I would hope that after the ice jam we had down town this year, that they (the restoration people) would go back to the drawing board, n do some more thinkin, the jam we had was caused by just a few cold nights n to many bridges it effected the grand all the way up river past the rouge, if the jam would of lasted just a few more hours, me n all the people living above the dam would still be drying out n waiting for our insurance money, to rebuild (there's enough stuff going across the river now (bridges) with out flipping in a few more rock to make white water and more ice jams


----------



## KMS

The Sunday press has an article on the dredging of the Grand River from downtown to the bass river. The sports people must step up and not let this get going at all.

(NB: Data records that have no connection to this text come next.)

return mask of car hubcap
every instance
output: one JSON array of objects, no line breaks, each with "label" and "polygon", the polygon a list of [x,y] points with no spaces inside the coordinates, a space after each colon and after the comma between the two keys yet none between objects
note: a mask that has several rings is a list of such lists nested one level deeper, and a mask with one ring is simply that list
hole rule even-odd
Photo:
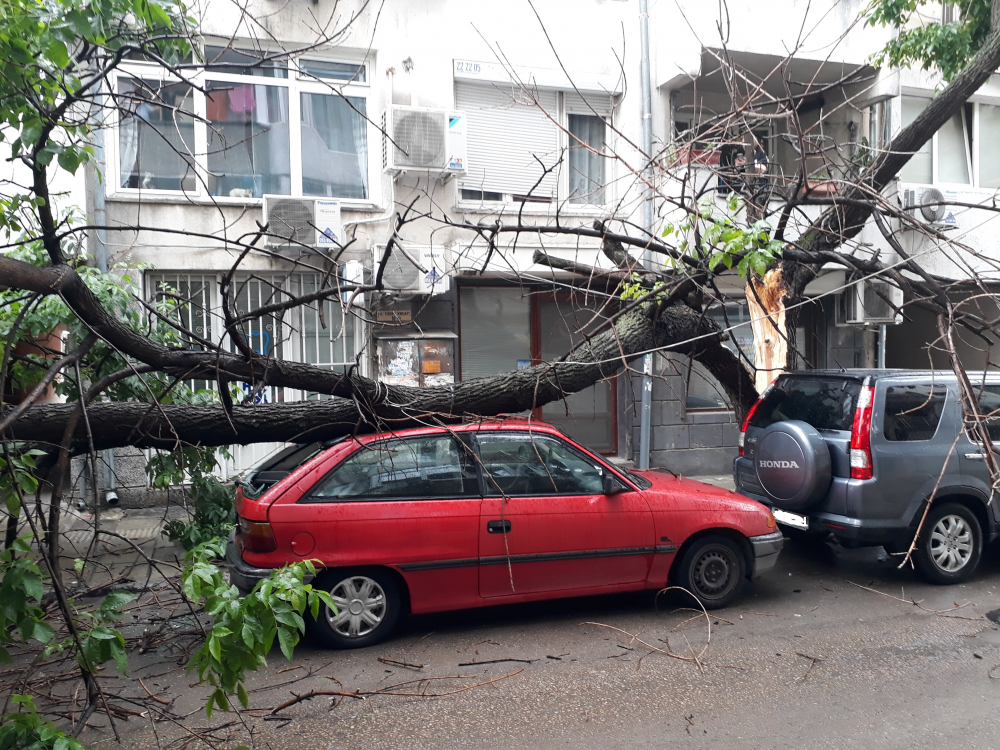
[{"label": "car hubcap", "polygon": [[961,516],[945,516],[934,525],[931,559],[946,573],[965,567],[972,557],[972,529]]},{"label": "car hubcap", "polygon": [[385,619],[385,592],[371,578],[353,576],[333,587],[334,614],[326,607],[326,620],[344,638],[363,638]]},{"label": "car hubcap", "polygon": [[694,566],[694,586],[698,593],[715,598],[723,594],[732,581],[732,562],[722,550],[706,550]]}]

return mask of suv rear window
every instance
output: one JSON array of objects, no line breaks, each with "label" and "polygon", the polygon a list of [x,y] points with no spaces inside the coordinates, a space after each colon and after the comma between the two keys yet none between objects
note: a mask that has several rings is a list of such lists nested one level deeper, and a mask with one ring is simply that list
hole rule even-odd
[{"label": "suv rear window", "polygon": [[944,386],[894,385],[885,389],[885,424],[882,434],[886,440],[930,440],[937,432],[944,397]]},{"label": "suv rear window", "polygon": [[850,432],[861,383],[848,378],[781,378],[753,413],[751,427],[799,419],[817,430]]}]

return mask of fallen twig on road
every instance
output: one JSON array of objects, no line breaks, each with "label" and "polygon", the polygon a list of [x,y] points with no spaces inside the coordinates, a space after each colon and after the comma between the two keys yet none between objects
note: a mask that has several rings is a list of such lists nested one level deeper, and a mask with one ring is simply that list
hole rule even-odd
[{"label": "fallen twig on road", "polygon": [[878,589],[873,589],[869,586],[862,586],[860,583],[855,583],[854,581],[848,579],[844,580],[847,580],[849,584],[851,584],[852,586],[857,586],[859,589],[870,591],[873,594],[878,594],[879,596],[884,596],[887,599],[892,599],[893,601],[902,602],[903,604],[912,604],[917,609],[923,610],[924,612],[928,612],[932,615],[937,615],[938,617],[947,617],[953,620],[972,620],[972,621],[979,621],[983,619],[982,617],[962,617],[961,615],[948,614],[949,612],[957,612],[960,609],[965,609],[966,607],[969,606],[969,602],[966,602],[965,604],[956,603],[955,606],[951,609],[928,609],[927,607],[923,606],[920,603],[923,601],[923,599],[921,599],[920,602],[918,602],[916,599],[900,599],[898,596],[887,594],[884,591],[879,591]]},{"label": "fallen twig on road", "polygon": [[457,695],[458,693],[464,693],[467,690],[472,690],[477,687],[483,687],[484,685],[492,685],[495,682],[500,682],[501,680],[506,680],[509,679],[510,677],[514,677],[515,675],[519,675],[523,671],[524,668],[521,668],[516,672],[505,674],[502,677],[494,677],[492,680],[477,682],[475,685],[466,685],[456,690],[449,690],[444,693],[401,692],[395,690],[394,688],[402,687],[403,685],[409,685],[414,682],[421,683],[421,682],[428,682],[430,680],[464,680],[464,679],[469,679],[469,677],[463,675],[453,675],[450,677],[425,677],[420,680],[411,680],[410,682],[401,682],[398,685],[390,685],[389,687],[381,688],[379,690],[355,690],[353,693],[347,690],[310,690],[308,693],[301,693],[301,694],[292,693],[292,695],[295,697],[285,701],[276,708],[272,709],[271,715],[273,716],[279,711],[283,711],[286,708],[294,706],[296,703],[301,703],[302,701],[307,701],[311,698],[317,698],[319,696],[324,696],[324,695],[340,696],[343,698],[356,698],[357,700],[364,700],[365,698],[376,695],[397,695],[409,698],[444,698],[449,695]]}]

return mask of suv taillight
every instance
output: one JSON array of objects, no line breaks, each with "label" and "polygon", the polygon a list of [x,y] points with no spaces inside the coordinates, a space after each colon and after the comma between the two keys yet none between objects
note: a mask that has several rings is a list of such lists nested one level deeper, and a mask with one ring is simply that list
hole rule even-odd
[{"label": "suv taillight", "polygon": [[746,417],[743,418],[743,424],[740,425],[740,439],[739,441],[737,441],[737,445],[739,446],[741,456],[743,455],[743,445],[746,442],[747,427],[750,425],[750,420],[753,418],[753,413],[757,411],[757,407],[760,406],[760,402],[763,401],[765,398],[767,398],[767,394],[771,392],[772,388],[774,388],[774,381],[772,381],[771,384],[764,389],[764,392],[760,394],[760,398],[757,399],[756,403],[750,407],[750,411],[748,411]]},{"label": "suv taillight", "polygon": [[872,478],[872,407],[875,389],[861,387],[851,427],[851,479]]},{"label": "suv taillight", "polygon": [[236,527],[236,541],[247,552],[274,552],[278,549],[271,524],[248,521],[245,518],[239,519],[239,525]]}]

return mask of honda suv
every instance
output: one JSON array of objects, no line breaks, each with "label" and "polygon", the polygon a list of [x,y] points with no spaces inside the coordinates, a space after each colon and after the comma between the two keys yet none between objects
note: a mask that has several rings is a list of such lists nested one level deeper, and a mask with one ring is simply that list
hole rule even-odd
[{"label": "honda suv", "polygon": [[[1000,373],[972,380],[1000,442]],[[1000,533],[982,451],[963,427],[954,375],[813,370],[764,391],[743,422],[733,473],[738,492],[800,534],[901,552],[919,527],[917,569],[947,584],[972,575]]]}]

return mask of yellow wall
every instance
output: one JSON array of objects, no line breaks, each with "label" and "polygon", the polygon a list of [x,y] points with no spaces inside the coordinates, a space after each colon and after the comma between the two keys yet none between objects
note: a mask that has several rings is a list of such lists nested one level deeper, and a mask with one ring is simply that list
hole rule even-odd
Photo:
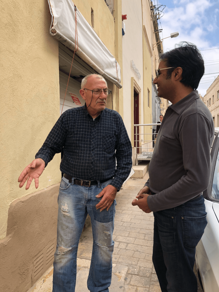
[{"label": "yellow wall", "polygon": [[[18,179],[58,118],[59,107],[58,43],[49,34],[48,3],[5,1],[3,6],[0,238],[5,236],[11,201],[36,190],[33,184],[27,191],[19,189]],[[60,181],[60,160],[57,155],[46,168],[38,190]]]},{"label": "yellow wall", "polygon": [[[115,55],[114,19],[105,1],[74,3],[91,25],[92,7],[94,30]],[[49,33],[47,1],[5,1],[1,6],[0,239],[12,201],[36,191],[33,183],[27,191],[20,189],[18,179],[58,118],[60,99],[58,43]],[[37,191],[60,182],[60,160],[56,155],[49,164]]]},{"label": "yellow wall", "polygon": [[[145,39],[143,36],[143,63],[144,65],[144,123],[151,124],[152,115],[152,85],[151,58],[148,51]],[[147,69],[146,69],[147,68]],[[149,107],[148,105],[147,89],[150,91],[150,101]],[[144,126],[144,133],[152,133],[150,126]],[[143,140],[151,140],[151,137],[150,135],[144,135]],[[144,142],[142,142],[143,143]],[[147,151],[147,150],[145,151]]]}]

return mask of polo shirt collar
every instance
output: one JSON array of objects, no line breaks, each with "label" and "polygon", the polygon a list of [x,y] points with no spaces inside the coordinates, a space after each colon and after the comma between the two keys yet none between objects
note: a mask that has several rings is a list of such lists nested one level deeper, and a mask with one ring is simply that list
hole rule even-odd
[{"label": "polo shirt collar", "polygon": [[174,105],[171,105],[169,107],[179,114],[185,109],[189,103],[199,98],[199,94],[198,91],[194,90],[181,100]]}]

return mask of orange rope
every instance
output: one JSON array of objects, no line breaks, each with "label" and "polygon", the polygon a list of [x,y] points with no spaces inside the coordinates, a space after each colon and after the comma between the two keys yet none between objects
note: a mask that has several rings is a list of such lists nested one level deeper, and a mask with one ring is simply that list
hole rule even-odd
[{"label": "orange rope", "polygon": [[[117,75],[117,82],[118,83],[118,86],[119,86],[119,75],[118,75],[118,71],[117,70],[117,62],[116,60],[116,75]],[[119,87],[118,87],[118,112],[119,112]]]},{"label": "orange rope", "polygon": [[[62,112],[62,110],[63,110],[63,107],[64,106],[64,102],[65,102],[65,96],[66,95],[66,92],[67,92],[67,89],[68,88],[68,82],[69,81],[69,78],[70,77],[70,74],[71,74],[71,71],[72,70],[72,64],[73,64],[73,60],[74,59],[74,53],[76,52],[78,50],[78,29],[77,27],[77,16],[76,14],[76,11],[77,10],[77,8],[76,6],[74,6],[74,10],[75,11],[75,46],[74,48],[74,54],[73,55],[73,58],[72,59],[72,65],[71,65],[71,69],[70,69],[70,72],[69,72],[69,76],[68,77],[68,83],[67,84],[67,87],[66,87],[66,90],[65,91],[65,98],[64,98],[64,101],[63,102],[63,104],[62,105],[62,112],[61,113],[61,114]],[[77,35],[77,49],[76,49],[76,33]]]}]

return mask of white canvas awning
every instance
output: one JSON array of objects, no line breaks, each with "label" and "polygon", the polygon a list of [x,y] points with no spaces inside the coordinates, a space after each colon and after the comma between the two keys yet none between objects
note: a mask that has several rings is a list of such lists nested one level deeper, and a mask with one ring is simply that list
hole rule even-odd
[{"label": "white canvas awning", "polygon": [[[48,0],[48,1],[52,15],[50,34],[74,51],[75,11],[74,3],[72,0]],[[78,9],[76,9],[78,43],[77,55],[99,74],[119,88],[121,88],[119,63]],[[76,42],[77,49],[77,39]]]}]

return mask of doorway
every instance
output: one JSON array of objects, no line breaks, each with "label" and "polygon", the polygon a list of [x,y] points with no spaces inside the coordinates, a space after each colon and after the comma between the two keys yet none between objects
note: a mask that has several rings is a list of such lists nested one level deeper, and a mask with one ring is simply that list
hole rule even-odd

I cannot understand why these developers think they can play God. It will only hurt the environment, not help it. To much money will get wasted. The river doesn't need power boats like water skiing boats, pontoons, or race boats powering up and down the river like it is US131.


----------



## Sparky23

Think its funny that there now talking about restoring the rapids. Then dredging from charlies crab all the way to grand haven. Just shows that it only jas to do with special interests and nothing to do with restoring the river.


----------



## steeler

I have yet to see a write-up on how this project will affect the habitat and runs of anadromous fish. All seem focused on kayakers and the like.

Sent from my moto g(7) using Michigan Sportsman mobile app


----------



## riverbob

was out dragging the river, for a pole that I lost before the flood, n heard some scuttlebutt, about the dam project being called off, is there any truth to what I heard?


----------